Bild: Die in Berlin lebende irische Produzentin Zoë Mc Pherson
Es mag absurd sein, in Zeiten von Social Distancing die Renaissance von
Breakbeats anzupreisen. Bestandteile einer Musik, die sich ja am besten im
Club, also im sozialen Raum, entfaltet. Andererseits war die Aussage, sie
nur dort hören zu können, immer schon herabwürdigend, weil sie ihr den
künstlerischen Eigenwert abspricht. Als ließe sich gerade die
breakbeatlastige Variante von Clubsound mit ihrer fantasiefördernden
Qualität nicht auch gut auf Kopfhörern, in der Küche oder gar in der
Badewanne hören.
Dennoch wäre es verfehlt, über Breakbeats – hier verstanden als in
elektronischen Dancefloorgenres wie Drum ’n’ Bass, Grime und Dubstep
vorkommende Polyrhythmen – nachzudenken, ohne zu beschreiben, wie Körper
sie wahrnehmen. Und da bietet sich die teilnehmende Beobachtung beim Tanzen
an.
Du bewegst deinen Körper wie in Zeitlupe zu einem zähflüssigen Sound, um
den sich ein vertrackter Beat windet. Dann stoppt die Musik plötzlich.
Völlig Stille.
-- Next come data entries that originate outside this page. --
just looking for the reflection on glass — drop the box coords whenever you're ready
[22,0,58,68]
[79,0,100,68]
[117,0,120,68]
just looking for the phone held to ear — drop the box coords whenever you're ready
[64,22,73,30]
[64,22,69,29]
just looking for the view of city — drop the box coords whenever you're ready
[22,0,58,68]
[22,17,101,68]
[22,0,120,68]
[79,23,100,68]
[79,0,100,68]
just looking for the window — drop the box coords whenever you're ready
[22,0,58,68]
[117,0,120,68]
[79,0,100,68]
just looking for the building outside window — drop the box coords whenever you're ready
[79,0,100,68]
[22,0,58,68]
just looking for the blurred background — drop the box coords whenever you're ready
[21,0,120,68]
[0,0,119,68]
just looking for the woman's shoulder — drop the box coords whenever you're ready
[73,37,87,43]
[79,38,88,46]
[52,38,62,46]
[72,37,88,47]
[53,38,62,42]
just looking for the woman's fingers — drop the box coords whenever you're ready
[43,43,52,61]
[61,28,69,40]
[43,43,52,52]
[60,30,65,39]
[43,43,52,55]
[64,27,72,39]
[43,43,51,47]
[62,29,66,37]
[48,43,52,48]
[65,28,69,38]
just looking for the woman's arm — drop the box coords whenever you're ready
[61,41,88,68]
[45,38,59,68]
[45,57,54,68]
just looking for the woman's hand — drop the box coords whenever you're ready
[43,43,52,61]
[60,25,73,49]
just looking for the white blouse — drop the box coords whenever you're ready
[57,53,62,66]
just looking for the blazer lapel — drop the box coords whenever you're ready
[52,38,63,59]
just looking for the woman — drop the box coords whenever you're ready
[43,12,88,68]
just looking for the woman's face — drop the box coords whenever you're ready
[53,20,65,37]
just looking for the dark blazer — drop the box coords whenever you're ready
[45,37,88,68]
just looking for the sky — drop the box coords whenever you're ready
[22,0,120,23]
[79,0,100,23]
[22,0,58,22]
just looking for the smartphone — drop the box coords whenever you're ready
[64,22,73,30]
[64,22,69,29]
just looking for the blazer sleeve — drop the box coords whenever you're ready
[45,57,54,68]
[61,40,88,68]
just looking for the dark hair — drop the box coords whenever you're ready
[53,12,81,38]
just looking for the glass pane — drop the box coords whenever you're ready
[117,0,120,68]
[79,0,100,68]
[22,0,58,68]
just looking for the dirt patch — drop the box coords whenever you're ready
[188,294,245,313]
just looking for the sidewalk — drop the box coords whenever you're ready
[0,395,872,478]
Zwei Sekunden zuvor hatte der Bass noch den Magen massiert.
Jetzt stehst du wie alle anderen herum. Wie Streichhölzer, die darauf
warten, entzündet zu werden. Spannung liegt in der Luft: die Erwartung auf
die Wiederkehr von Klang.
## Wenn sich die Bassdrum langsam schlängelt
Dann geht es los, Rhythmen schichten sich übereinander, eine
geschlechtslose Stimme insistiert: „I don’t give a fuck“, und eine
Bassdrum, die sich langsam durch die Tänzer:innen schlängelt, setzt dich
wieder in Bewegung. Dass die Bewegungen alle sehr unterschiedlich sind,
liegt an der Struktur des Breakbeat: Im Unterschied zum
Four-to-the-flour-Beat des [1][Techno], dessen Betonung auf jeder
Viertelnote etwas marschmäßig anmutet, bestehen Breakbeats aus
verschiedenen rhythmischen Schichten. Um auf dem Dancefloor nicht zu
stolpern, muss man sich für eine dieser Schichten entscheiden. Was dazu
führt, dass alle unterschiedlich tanzen. Breakbeats sind universal, ohne
gleich-macherisch zu sein.
Breakbeats würde es, so viel Historie muss sein, gar nicht geben, wenn die
Blaupause, der sogenannte „Amen Break“, ein kurzes Sample aus dem
Instrumentalteil des Songs „Amen, Brother“ der US-Soulband The Winstons von
1969, nicht im Oldschool-HipHop der 1980er das Licht der Tanzfläche
erblickt hätte. Bis heute wird der Amen-Break immer wieder neu
interpretiert und ist derzeit auf dem besten Weg, en vogue zu werden. So
werden immer öfter auch Techno und House, also jene Stile, die derzeit die
[2][Clubs] dieser Welt dominieren, von gebrochenen Beats unterwandert.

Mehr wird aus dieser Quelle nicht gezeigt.